While ISPN’s long-term mission is about building a culture of nonviolence, ISPN’s immediate objective is to prevent violence, and particularly youth gang violence. We accomplish this by immediately intervening in violent situations, and work with youth to introduce nonviolence as a better alternative. We provide a continuum of care to our clients and their families to educate, sustain, console, and celebrate with them along their journey to a nonviolent lifestyle.

Why Nonviolence Theory?

ISPN is one powerful example of a national experiment to eliminate gang violence that has been underway for the last 20 years. David Kennedy describes this national experiment in his book “Don’t Shoot” (2011). The theory behind the experiment is relatively simple:

  • Organize police, judiciary and community groups dedicated to reducing violence
  • Identify the usually small number of people responsible for the majority of violent acts
  • Zero in on the behaviors that will not be tolerated
  • Communicate in advance to the violent group the punitive consequences that will follow their actions
  • Tell the group that the community stands ready to welcome them back in and help them on their way
  • Deliver honestly both the opportunities and the punitive consequences.

It is essential, Kennedy argues, that this process be delivered by a “moral voice.” As simple as it is in theory, history, culture and politics make delivering this solution very difficult. Conservative critics argue that it coddles criminals, and often advocate zero-tolerance as a better alternative. Liberal critics often argue that solving “root” causes requires large-scale cultural transformation, and rooting out poverty and racism.

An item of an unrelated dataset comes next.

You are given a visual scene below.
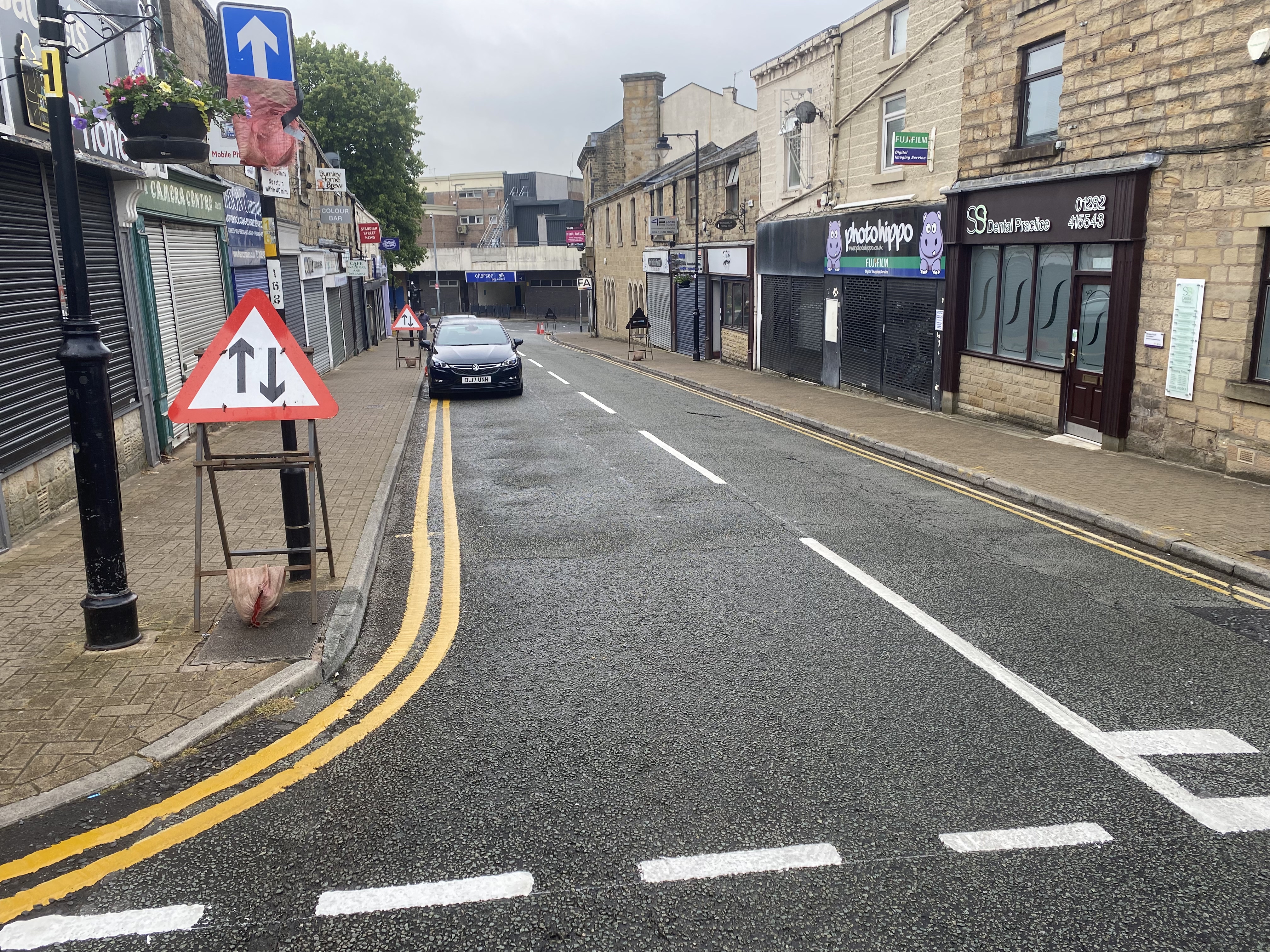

ISPN’s practice argues an alternative to both of these perspectives: we can dramatically reduce violence by bringing together people who traditionally view one another as the enemy. We create dialogue and common ground, focus on immediate goals, define consequences and opportunities, and stay the course. Violence, this approach argues, is fundamentally a problem resolved by relationship and community. This approach is not “soft on crime”, but “smart on crime”. It also supports the work of others who share a long-term vision of eradicating root causes of violence like poverty, poor education, and racism.

We can dramatically reduce violence by bringing together people who traditionally view one another as the enemy, defining consequences and opportunities, and staying the course.

For over a decade, ISPN has been a part of creating this solution in Rhode Island. Our unique contributors are our staff, who are a knowledgeable and trustworthy voice. The philosophy and method of nonviolence ISPN offers is a practical substitute for violence and ISPN’s deep commitment to welcoming people who have been deeply injured by violence, as perpetrators and victims, back into the Beloved Community.

ISPN, in collaboration with its partners, is advancing the nonviolence movement. Thank you for sharing in our work.